UK implementation of the CBD

Overall responsibility for fulfilling the UK’s commitments as a Party to the CBD lies with the UK Government, with the Department for Environment, Food and Rural Affairs (Defra) the lead government department. However; in Northern Ireland, Scotland and Wales the responsibility most policy areas relating to the implementation of the CBD is devolved to their respective national governments. As England has no devolved national government, the responsibility remains with the UK Government.

Recognising the devolution of powers across the UK, the UK-CHM provides information on the implementation of the CBD in the UK separately for England, Northern Ireland, Scotland and Wales. Further information is also provided on the implementation of the CBD in the UK’s offshore environment

To aid joint implementation of the CBD across the UK, the four governments of the UK work towards a mutually agreed UK post-2010 Biodiversity Framework. The individual biodiversity strategies of the four governments of the UK, along with the UK Post-2010 Biodiversity Framework, combine to form the UK's National Biodiversity Strategy and Action Plan (NBSAP)

Additionally, all four governments of the UK jointly published the UK Marine Strategy Part One in 2012. It provides a series of targets, and associated indicators, for how the UK will achieve good environmental status for UK waters. In doing so, it complements the documents that comprise the UK’s NBSAP and provides a framework for the implementation of the CBD within the UK’s marine environment. An updated assessment was published in 2019 to set out how the four governments of the UK intends to move towards good environmental status of UK seas over the next 6 years. 

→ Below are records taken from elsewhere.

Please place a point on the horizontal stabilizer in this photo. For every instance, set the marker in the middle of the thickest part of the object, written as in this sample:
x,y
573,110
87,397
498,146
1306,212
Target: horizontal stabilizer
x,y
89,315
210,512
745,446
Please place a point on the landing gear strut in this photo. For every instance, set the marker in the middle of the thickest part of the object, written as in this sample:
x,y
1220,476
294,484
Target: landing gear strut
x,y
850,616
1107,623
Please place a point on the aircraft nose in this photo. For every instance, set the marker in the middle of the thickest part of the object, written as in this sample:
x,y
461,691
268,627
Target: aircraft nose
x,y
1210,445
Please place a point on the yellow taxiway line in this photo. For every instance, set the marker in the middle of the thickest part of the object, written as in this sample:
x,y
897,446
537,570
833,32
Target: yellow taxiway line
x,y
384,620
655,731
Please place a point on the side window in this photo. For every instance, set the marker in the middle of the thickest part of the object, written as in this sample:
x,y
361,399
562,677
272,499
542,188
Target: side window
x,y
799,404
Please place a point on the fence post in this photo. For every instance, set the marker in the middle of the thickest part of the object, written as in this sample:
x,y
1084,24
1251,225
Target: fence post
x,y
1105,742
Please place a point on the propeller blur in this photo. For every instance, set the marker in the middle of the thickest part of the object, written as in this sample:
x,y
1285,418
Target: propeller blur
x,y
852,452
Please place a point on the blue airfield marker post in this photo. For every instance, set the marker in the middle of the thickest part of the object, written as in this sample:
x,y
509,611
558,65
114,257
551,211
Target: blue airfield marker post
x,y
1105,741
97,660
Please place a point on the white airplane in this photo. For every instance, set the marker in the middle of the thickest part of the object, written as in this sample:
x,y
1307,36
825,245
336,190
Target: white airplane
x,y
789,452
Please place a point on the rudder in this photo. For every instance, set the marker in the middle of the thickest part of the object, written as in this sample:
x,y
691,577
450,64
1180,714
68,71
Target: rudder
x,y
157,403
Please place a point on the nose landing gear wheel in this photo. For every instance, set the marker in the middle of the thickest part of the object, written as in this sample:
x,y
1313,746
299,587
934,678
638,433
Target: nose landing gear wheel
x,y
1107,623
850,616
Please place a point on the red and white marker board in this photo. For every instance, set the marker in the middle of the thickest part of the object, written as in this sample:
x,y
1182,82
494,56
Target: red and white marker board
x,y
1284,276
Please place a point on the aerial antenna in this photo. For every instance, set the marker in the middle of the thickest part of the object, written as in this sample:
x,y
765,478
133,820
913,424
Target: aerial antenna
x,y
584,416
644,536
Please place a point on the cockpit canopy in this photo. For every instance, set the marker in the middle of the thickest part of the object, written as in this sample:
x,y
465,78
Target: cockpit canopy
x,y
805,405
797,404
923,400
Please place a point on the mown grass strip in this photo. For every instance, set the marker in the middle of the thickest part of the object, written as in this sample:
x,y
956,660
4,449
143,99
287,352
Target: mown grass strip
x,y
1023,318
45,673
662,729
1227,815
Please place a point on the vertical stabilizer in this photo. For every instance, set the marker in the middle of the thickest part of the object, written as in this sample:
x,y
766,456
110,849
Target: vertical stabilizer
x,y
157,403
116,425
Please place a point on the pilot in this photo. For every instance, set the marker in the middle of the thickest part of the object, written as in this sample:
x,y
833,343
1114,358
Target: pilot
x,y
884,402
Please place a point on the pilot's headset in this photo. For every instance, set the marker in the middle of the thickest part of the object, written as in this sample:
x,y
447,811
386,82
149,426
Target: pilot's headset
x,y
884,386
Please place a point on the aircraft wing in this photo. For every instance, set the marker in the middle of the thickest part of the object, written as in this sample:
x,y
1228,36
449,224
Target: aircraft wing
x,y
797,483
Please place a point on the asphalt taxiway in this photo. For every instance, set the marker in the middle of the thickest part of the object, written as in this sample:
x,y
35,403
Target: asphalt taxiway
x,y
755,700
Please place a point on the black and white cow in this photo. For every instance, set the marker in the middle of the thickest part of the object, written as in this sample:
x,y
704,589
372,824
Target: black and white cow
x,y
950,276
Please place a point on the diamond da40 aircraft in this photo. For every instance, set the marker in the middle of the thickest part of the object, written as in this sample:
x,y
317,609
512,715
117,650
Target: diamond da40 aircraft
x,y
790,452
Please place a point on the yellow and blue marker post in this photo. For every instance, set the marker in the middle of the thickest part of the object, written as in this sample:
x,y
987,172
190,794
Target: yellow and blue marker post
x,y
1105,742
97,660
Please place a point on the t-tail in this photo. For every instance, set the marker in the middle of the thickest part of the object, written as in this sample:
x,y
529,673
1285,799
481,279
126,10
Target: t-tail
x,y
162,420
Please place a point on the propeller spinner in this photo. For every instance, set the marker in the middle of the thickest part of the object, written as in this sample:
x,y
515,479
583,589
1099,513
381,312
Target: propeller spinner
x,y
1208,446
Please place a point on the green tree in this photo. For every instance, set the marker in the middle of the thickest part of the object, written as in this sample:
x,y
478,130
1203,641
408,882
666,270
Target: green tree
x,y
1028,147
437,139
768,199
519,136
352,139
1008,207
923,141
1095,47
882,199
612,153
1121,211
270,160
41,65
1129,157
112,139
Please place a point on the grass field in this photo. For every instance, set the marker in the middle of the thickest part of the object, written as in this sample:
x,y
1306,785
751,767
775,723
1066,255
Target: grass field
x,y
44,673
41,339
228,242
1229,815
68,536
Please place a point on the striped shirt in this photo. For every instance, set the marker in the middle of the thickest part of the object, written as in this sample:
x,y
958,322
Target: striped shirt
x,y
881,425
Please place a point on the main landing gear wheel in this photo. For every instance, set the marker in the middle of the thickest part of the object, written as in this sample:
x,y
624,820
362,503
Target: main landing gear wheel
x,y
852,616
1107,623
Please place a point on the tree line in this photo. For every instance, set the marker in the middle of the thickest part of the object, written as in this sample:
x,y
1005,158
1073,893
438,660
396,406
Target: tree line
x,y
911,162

In 2018, the UK Government published ‘A Green Future: Our 25 Year Plan to Protect the Environment’. This plan sets out the UK Government’s long-term approach to protecting and enhancing the environment. The plan primarily relates to England. However, as the UK Government retains responsibility for a number of cross-UK environmental matters, parts of the plan have relevance across the UK. The plan does not supercede the documents which combine to create the UK’s NBSAP. Rather, it sets the wider strategic policy context within which policy areas the UK Government has responsibility for will be further developed.

Additionally, the Scottish and Welsh Governments along with the UK Government (for UK and England specific matters) mutually agreed The Great Britain Invasive Non-Native Species Strategy in 2015. This is a joint strategy for managing the invasive alien species threat on the island of Great Britain (i.e. England, Scotland and Wales and outlying minor islands). The plan excludes Northern Ireland for biogeographical reasons. However, the Northern Irish Executive works closely with the Government of the Republic of Ireland to jointly manage the threat of invasive alien species across the island of Ireland

The four governments of the UK jointly fund the Joint Nature Conservation Committee (JNCC). JNCC has a statutory role to advise all the governments of the UK on the development and implementation of biodiversity conservation policy that has impacts across more than one country of the UK (i.e. across the governmental jurisdictions of the UK). JNCC has a further statutory role in providing advice on the development of conservation policy outside of the UK (including in the Overseas Territories and Crown Dependencies). JNCC advises UK CBD delegates attending meetings of the CBD and JNCC staff usually attend CBD meetings as part of the UK delegation.